San Antonio Police Launches Pilot To Help Schools Identify Children Exposed To Trauma
Oftentimes a teacher’s first sign of trauma is when a child acts out.
A pilot program launched this week by the San Antonio Police Department will help schools be more proactive by giving them advanced notice that a student might have been exposed to violence or other potentially traumatizing events involving the police.
“The ultimate goal is to help children succeed in school,” said Police Chief William McManus at a news conference Wednesday, announcing the pilot in partnership with the San Antonio, East Central and North East independent school districts.
The message sent to schools will include the students’ name, age, school and the phrase “handle with care.” No details of the incident will be shared with school staff in order to protect the child’s privacy.
Department spokesman Doug Greene said SAPD officers are glad for the opportunity to better help the kids they see on the job.

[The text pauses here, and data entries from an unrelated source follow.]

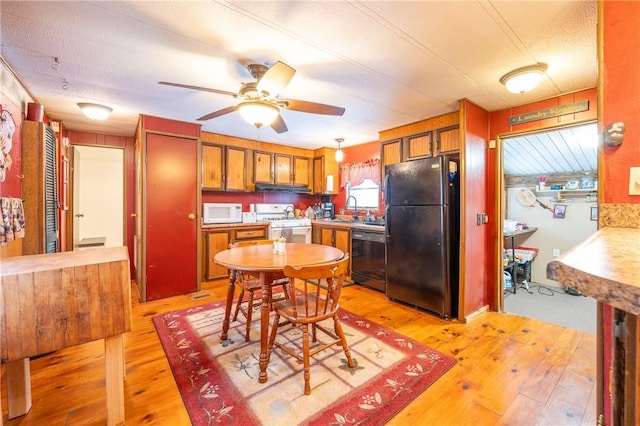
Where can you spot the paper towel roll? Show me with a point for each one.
(329, 187)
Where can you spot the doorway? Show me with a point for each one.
(97, 202)
(544, 173)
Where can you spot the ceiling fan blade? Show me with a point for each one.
(312, 107)
(204, 89)
(278, 125)
(218, 113)
(275, 79)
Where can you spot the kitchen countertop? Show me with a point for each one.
(605, 267)
(348, 224)
(234, 225)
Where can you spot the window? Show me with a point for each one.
(367, 195)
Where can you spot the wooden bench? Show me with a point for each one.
(53, 301)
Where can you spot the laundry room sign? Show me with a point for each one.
(549, 112)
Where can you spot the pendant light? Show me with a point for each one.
(339, 152)
(524, 79)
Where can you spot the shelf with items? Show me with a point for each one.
(589, 194)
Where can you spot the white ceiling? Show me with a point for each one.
(387, 62)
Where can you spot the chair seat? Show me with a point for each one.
(307, 307)
(297, 314)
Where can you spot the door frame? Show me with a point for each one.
(70, 192)
(500, 192)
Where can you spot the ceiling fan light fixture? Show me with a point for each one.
(524, 79)
(339, 152)
(95, 111)
(258, 113)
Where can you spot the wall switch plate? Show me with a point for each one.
(634, 181)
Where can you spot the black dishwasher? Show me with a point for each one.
(368, 259)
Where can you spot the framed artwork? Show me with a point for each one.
(559, 211)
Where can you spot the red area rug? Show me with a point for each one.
(218, 380)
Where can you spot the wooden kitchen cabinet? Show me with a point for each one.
(301, 171)
(218, 239)
(283, 165)
(426, 138)
(447, 140)
(338, 237)
(262, 167)
(236, 169)
(224, 168)
(212, 167)
(324, 165)
(418, 146)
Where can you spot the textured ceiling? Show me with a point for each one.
(387, 62)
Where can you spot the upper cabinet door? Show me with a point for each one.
(262, 167)
(301, 171)
(213, 167)
(236, 169)
(283, 164)
(391, 152)
(418, 146)
(448, 139)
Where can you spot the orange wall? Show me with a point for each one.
(477, 288)
(620, 92)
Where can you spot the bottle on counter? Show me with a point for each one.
(541, 183)
(282, 245)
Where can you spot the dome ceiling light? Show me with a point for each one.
(524, 79)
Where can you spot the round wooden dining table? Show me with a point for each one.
(261, 260)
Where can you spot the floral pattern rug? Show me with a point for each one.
(218, 380)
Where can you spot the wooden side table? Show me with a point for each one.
(53, 301)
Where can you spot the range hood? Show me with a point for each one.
(268, 187)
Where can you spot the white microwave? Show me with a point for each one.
(221, 213)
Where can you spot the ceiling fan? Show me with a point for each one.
(259, 102)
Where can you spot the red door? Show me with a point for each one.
(171, 188)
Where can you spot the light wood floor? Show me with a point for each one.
(510, 370)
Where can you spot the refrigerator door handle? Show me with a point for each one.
(387, 220)
(387, 190)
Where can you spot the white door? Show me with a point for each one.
(98, 197)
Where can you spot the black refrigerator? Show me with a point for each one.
(422, 218)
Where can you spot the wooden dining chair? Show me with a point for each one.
(309, 305)
(249, 283)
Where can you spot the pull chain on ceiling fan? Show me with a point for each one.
(260, 104)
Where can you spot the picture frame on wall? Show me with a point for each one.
(559, 211)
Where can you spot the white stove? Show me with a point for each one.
(283, 224)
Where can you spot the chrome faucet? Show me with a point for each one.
(288, 212)
(355, 206)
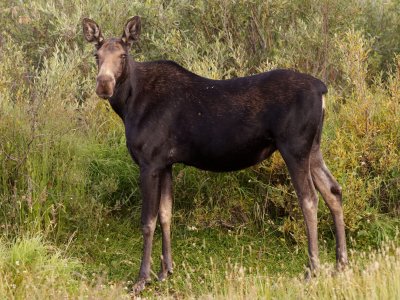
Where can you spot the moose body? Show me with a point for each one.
(172, 115)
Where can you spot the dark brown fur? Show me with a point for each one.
(172, 115)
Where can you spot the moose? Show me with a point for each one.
(172, 115)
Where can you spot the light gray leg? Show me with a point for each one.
(299, 170)
(332, 194)
(165, 215)
(150, 187)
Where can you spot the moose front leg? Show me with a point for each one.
(150, 180)
(165, 215)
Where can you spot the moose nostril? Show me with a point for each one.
(104, 79)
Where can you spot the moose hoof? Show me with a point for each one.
(139, 286)
(164, 274)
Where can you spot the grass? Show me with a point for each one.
(210, 265)
(69, 198)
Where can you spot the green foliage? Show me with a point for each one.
(64, 169)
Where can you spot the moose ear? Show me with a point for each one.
(92, 32)
(132, 30)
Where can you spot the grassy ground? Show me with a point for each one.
(69, 199)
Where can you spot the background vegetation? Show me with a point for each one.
(69, 199)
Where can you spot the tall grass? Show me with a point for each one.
(64, 169)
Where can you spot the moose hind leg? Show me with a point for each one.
(332, 194)
(299, 170)
(165, 215)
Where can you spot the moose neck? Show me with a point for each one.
(124, 89)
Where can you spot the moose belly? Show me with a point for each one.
(235, 159)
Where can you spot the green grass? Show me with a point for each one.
(69, 197)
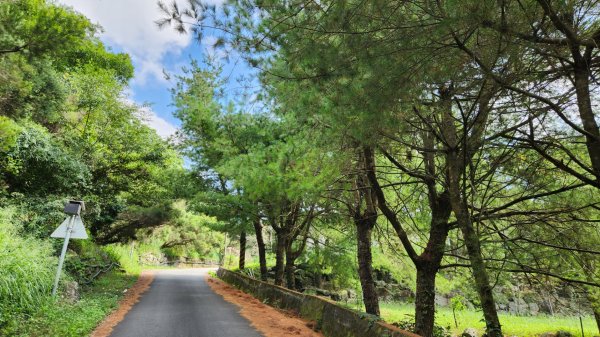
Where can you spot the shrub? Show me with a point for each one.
(26, 270)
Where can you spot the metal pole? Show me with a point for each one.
(63, 253)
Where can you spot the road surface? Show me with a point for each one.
(180, 303)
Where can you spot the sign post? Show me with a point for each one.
(72, 227)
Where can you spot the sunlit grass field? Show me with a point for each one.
(522, 326)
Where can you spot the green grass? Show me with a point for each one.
(522, 326)
(61, 319)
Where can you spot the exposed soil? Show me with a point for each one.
(132, 296)
(267, 320)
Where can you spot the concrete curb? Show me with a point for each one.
(332, 319)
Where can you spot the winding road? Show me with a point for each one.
(180, 303)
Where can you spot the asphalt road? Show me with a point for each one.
(179, 303)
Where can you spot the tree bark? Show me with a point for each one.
(262, 256)
(242, 260)
(280, 257)
(364, 227)
(586, 113)
(290, 269)
(456, 161)
(425, 300)
(428, 265)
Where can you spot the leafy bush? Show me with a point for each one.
(26, 270)
(90, 262)
(438, 331)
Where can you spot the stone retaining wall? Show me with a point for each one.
(332, 319)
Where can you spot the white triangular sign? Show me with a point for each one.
(77, 232)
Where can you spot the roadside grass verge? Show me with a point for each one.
(522, 326)
(61, 319)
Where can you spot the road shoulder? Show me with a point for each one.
(133, 295)
(267, 320)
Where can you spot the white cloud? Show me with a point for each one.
(130, 25)
(162, 126)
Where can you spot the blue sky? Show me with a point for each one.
(128, 26)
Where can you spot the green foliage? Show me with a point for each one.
(27, 270)
(438, 331)
(57, 318)
(513, 325)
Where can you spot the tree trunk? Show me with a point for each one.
(364, 227)
(482, 282)
(597, 316)
(289, 270)
(425, 300)
(429, 263)
(456, 169)
(242, 261)
(262, 256)
(279, 257)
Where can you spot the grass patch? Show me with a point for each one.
(522, 326)
(58, 318)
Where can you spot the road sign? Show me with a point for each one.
(77, 232)
(72, 227)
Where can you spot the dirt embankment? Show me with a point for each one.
(267, 320)
(132, 296)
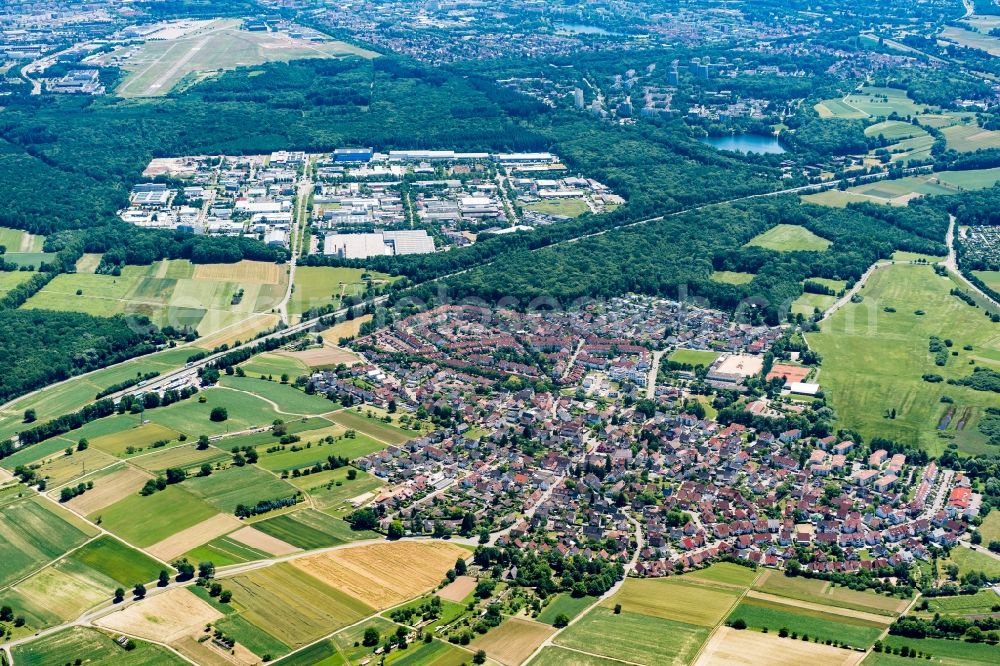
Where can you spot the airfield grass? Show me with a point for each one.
(759, 614)
(159, 66)
(822, 592)
(270, 364)
(238, 485)
(790, 238)
(319, 286)
(268, 597)
(145, 521)
(563, 604)
(564, 207)
(288, 398)
(873, 361)
(732, 277)
(309, 529)
(35, 533)
(94, 647)
(633, 637)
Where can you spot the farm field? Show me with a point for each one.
(77, 392)
(822, 592)
(267, 597)
(9, 280)
(319, 286)
(745, 648)
(873, 360)
(564, 604)
(732, 277)
(790, 238)
(227, 488)
(641, 639)
(693, 357)
(95, 647)
(159, 66)
(513, 641)
(309, 529)
(759, 614)
(35, 533)
(383, 574)
(162, 514)
(289, 400)
(375, 428)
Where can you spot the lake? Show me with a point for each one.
(746, 143)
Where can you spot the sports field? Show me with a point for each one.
(873, 360)
(732, 277)
(158, 66)
(173, 292)
(790, 238)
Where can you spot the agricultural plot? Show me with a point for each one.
(35, 533)
(157, 67)
(732, 277)
(823, 592)
(384, 574)
(144, 521)
(288, 399)
(790, 238)
(760, 614)
(640, 639)
(94, 647)
(268, 597)
(247, 485)
(513, 641)
(745, 648)
(309, 529)
(873, 360)
(372, 427)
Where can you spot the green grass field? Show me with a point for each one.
(759, 614)
(268, 597)
(119, 562)
(732, 277)
(95, 648)
(563, 604)
(375, 428)
(873, 360)
(790, 238)
(633, 637)
(565, 207)
(145, 521)
(238, 485)
(309, 529)
(35, 533)
(159, 66)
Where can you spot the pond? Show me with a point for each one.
(746, 143)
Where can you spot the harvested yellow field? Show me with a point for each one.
(384, 574)
(513, 641)
(194, 536)
(256, 539)
(458, 590)
(109, 489)
(729, 647)
(162, 617)
(246, 272)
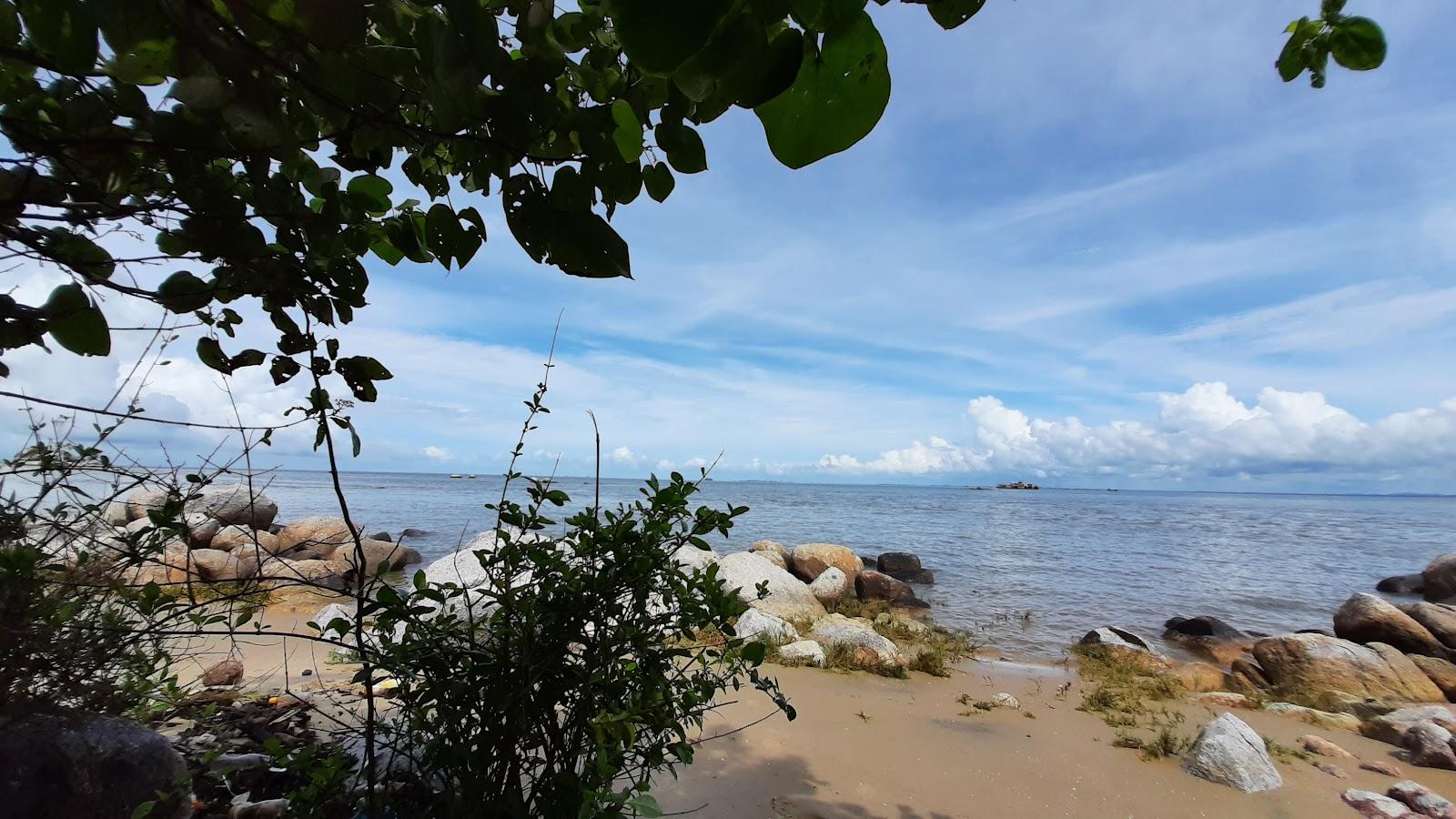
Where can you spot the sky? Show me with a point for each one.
(1096, 245)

“Police officers are parents too, and a lot of the scenes that they go to, this really touches them, breaks their hearts,” Greene said.
About 50 schools are participating in the Handle with Care pilot, including 28 at SAISD, 11 at NEISD and eight at ECISD. SAISD has 95 schools, NEISD has 68 and ECISD has 10.
“It’s very rare that students do not thrive in school because they do not care,” said East Central Superintendent Roland Toscano. “What we lack often is information that is prompting their lack of effort or attention or whatever it is that is preventing them from thriving. So the more information that we have, the more likely we are able to serve them with the right lens of empathy.”
East Central also has a districtwide program called EC Cares that trains all staff, from bus drivers to cafeteria workers, to recognize signs of trauma.
San Antonio ISD Superintendent Pedro Martinez said his district has a limited number of social workers and counselors, and this program will help ensure his staff goes where they are needed.
The Handle with Care pilot is modeled after a program adopted by West Virginia State Police in 2013. Officials said it could expand to other schools, including charter and private schools, and to other police departments after they take stock of the success of the first semester in May.